Notably not on the list of things that Mueller is willing to let Rudy Giuliani, or someone with more sense of what’s acceptable, pencil in for Trump are questions concerning obstruction. The Times report states that “Mr. Mueller and his investigators understood that issues of executive privilege could complicate their pursuit of a presidential interview and did not ask for written responses on that matter.” Which makes it seems as if Mueller is following the insistence that Rudy Giuliani inserted in the last letter from Trump to the special counsel’s office that obstruction was off the table.

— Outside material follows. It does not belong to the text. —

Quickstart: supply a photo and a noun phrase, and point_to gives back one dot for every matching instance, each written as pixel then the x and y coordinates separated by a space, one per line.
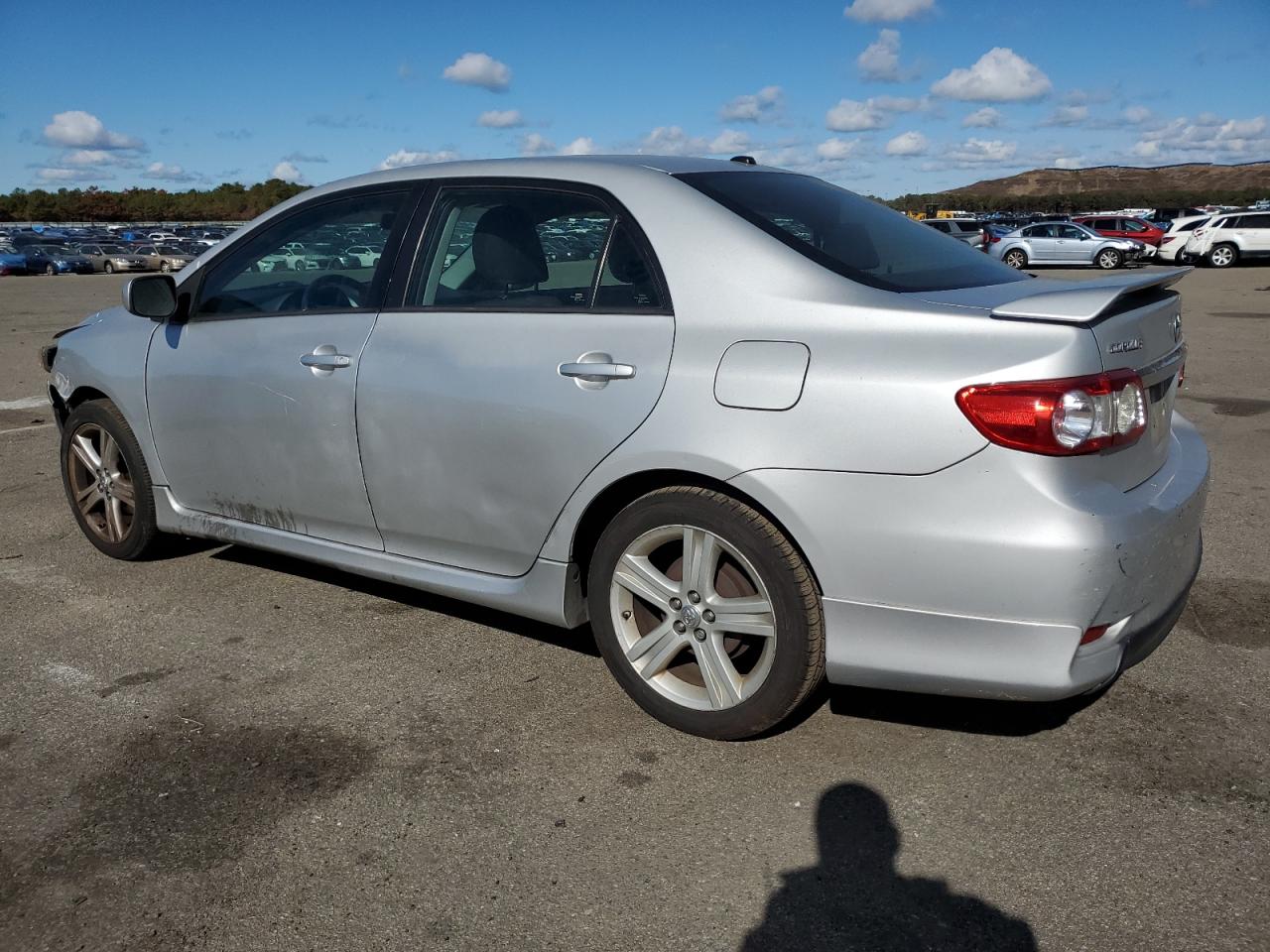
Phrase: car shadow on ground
pixel 1003 719
pixel 853 898
pixel 579 639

Only that makes no sense. Obstruction is the area more dependent on Trump’s intentions, and it seems highly likely that this is an area where Mueller would want one of his team to talk to Trump face to face. Trump’s feelings about the why behind some of his actions may well not be recorded on paper, or may only exist in the testimony of other people Mueller has already questioned. Taking obstruction out of the questioning doesn’t mean that Mueller is giving Trump a waiver in that area, but not pursuing questioning on this point would seem to be leaving a big gap in the record. Trump’s team either believes that Mueller is agreeing to leave off obstruction, or is hanging onto the claim that Mueller agreed to drop this subject so they can pretend to be outraged later.

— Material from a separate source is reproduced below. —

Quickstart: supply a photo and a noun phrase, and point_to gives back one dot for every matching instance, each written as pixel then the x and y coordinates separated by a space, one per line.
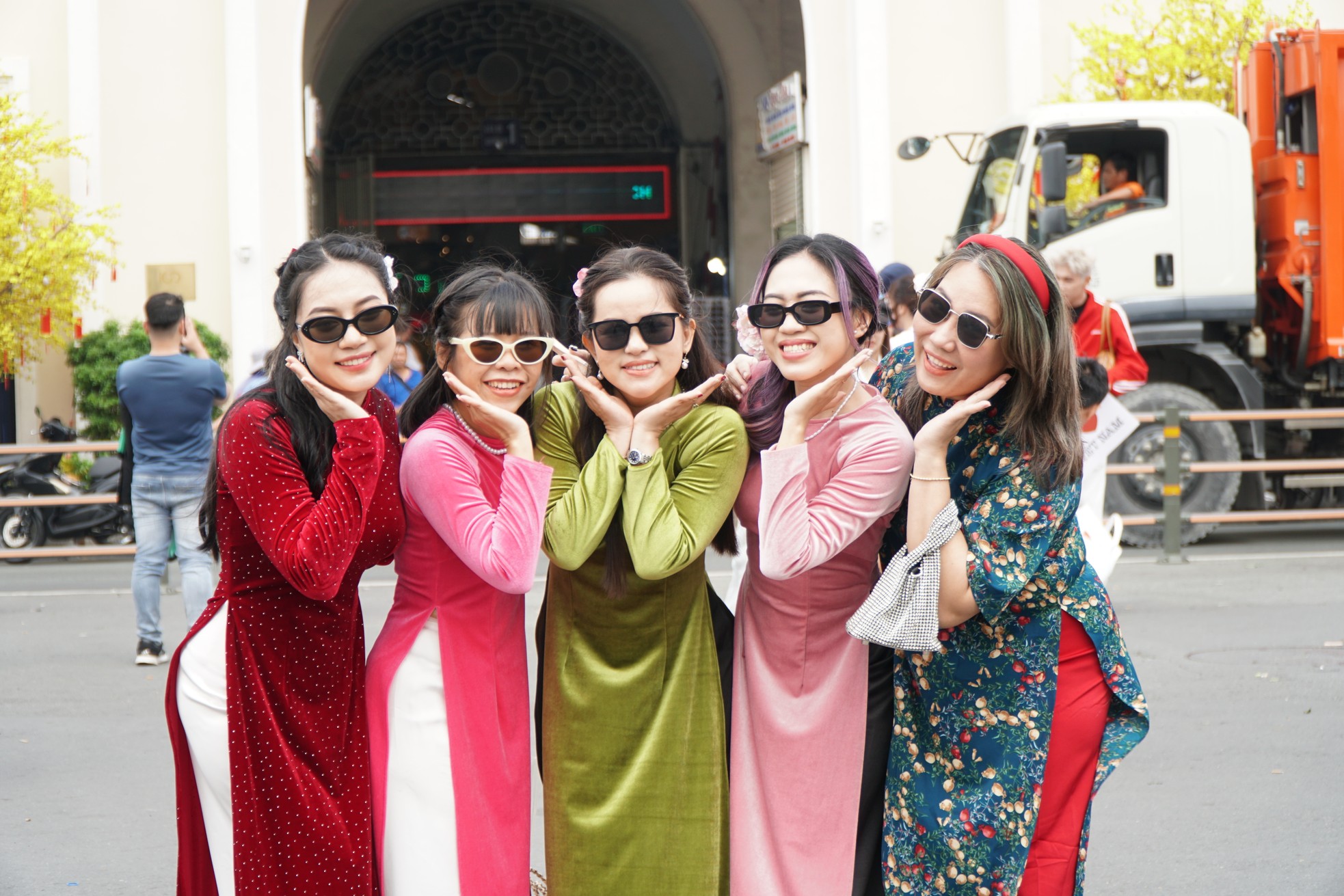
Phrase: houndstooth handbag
pixel 902 610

With Mueller willing to let Trump’s brainy friends do some of his homework, and the scope of things he would need to address limited to an apparently very small set of issues, this would seem to suggest that the idea of Trump actually sitting down to talk remains a possibility. But it’s a very, very unlikely possibility.

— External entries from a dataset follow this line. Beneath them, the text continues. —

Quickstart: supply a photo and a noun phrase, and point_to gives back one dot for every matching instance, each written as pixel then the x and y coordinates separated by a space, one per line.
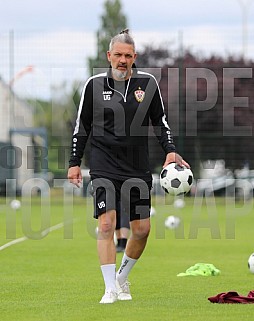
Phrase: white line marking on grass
pixel 16 241
pixel 24 238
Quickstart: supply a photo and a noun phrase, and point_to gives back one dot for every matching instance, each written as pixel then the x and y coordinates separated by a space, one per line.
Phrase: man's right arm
pixel 81 132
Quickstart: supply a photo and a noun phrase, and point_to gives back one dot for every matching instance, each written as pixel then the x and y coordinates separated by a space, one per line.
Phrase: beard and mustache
pixel 118 74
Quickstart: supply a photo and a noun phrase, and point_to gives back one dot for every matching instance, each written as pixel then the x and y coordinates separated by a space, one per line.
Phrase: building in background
pixel 17 141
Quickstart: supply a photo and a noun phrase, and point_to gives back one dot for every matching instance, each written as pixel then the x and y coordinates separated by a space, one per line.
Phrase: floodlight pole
pixel 245 5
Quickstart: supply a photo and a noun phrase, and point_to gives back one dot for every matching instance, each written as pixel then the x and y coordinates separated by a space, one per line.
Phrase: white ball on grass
pixel 172 222
pixel 179 203
pixel 15 204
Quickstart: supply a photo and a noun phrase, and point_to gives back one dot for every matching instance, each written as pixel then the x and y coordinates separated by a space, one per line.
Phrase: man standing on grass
pixel 115 109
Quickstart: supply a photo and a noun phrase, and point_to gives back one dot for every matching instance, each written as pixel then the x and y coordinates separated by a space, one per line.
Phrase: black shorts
pixel 131 197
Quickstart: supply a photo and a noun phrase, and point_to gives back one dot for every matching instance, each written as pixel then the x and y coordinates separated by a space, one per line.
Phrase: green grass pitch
pixel 54 275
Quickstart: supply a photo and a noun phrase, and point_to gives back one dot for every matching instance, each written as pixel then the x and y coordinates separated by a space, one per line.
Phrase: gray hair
pixel 122 37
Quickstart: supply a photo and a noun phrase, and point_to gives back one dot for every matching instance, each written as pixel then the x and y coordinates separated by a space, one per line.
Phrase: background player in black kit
pixel 115 109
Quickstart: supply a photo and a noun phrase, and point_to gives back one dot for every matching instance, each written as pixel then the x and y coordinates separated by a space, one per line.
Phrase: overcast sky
pixel 56 37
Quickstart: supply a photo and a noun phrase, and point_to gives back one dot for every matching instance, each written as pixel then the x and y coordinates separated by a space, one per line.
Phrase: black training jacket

The idea that Trump “still wants to talk to Mueller” and that only Rudy and the rest of his legal team tugging full time on Trump’s leash keeps him from rushing into the special counsel’s office to have an unlimited, face-to-face shoutdown, is exactly the story they want out there. Just as the carefully shaped leaks of the letter from Mueller’s team are part of Trump’s strategy to make it seem that Mueller is whittling down the range of items under concern, Trump’s “eagerness” to talk to Mueller is a PR line that keeps getting tossed out there.
He has nothing to hide. He’d love to talk to Mueller! Except he doesn’t. Because he does. Have something to hide, that is.
One of the snippets of Bob Woodward’s soon-to-be-released book tells the story of Donald Trump sitting down to a test session with his own legal team standing in for Mueller. As soon as Trump is asked something uncomfortable, he lies. When asked about something he doesn’t know, he makes stuff up. And the whole session ends in anger, with both Trump and his lawyers rightly confirming that this is not something that’s going to happen. Donald Trump can’t get through an order at the McDonald’s drive-through without lying about his order when he gets to the window. He is never going to talk to Robert Mueller unless he feels that his strategy requires that he talk to Robert Mueller.
And it might. Giuliani has already been extremely open about the tactics that Trump intends to use going forward: Keep hammering Mueller in hopes of reducing his credibility, oust Jefferson Sessions to put the investigation into the hands of someone who can sharply limit its scope or end it altogether, then fight the release of any final report under claims of executive privilege.
Agreeing to talk to Mueller behind closed doors might be an acceptable risk, if Trump feels like he needs to put on a show of cooperation, and if that show is going to end with any result of the testimony locked in a safe under the foundations of the new Trump Tower Moscow. But the odds are it simply won’t happen. Trump’s team will continue to shoot back to Mueller conditions that no investigator or prosecuting attorney would accept. And they’ll continue to leak reports to the Times and elsewhere about all the “difficult negotiations” they’re going through, when they actually have no intention of finding a solution.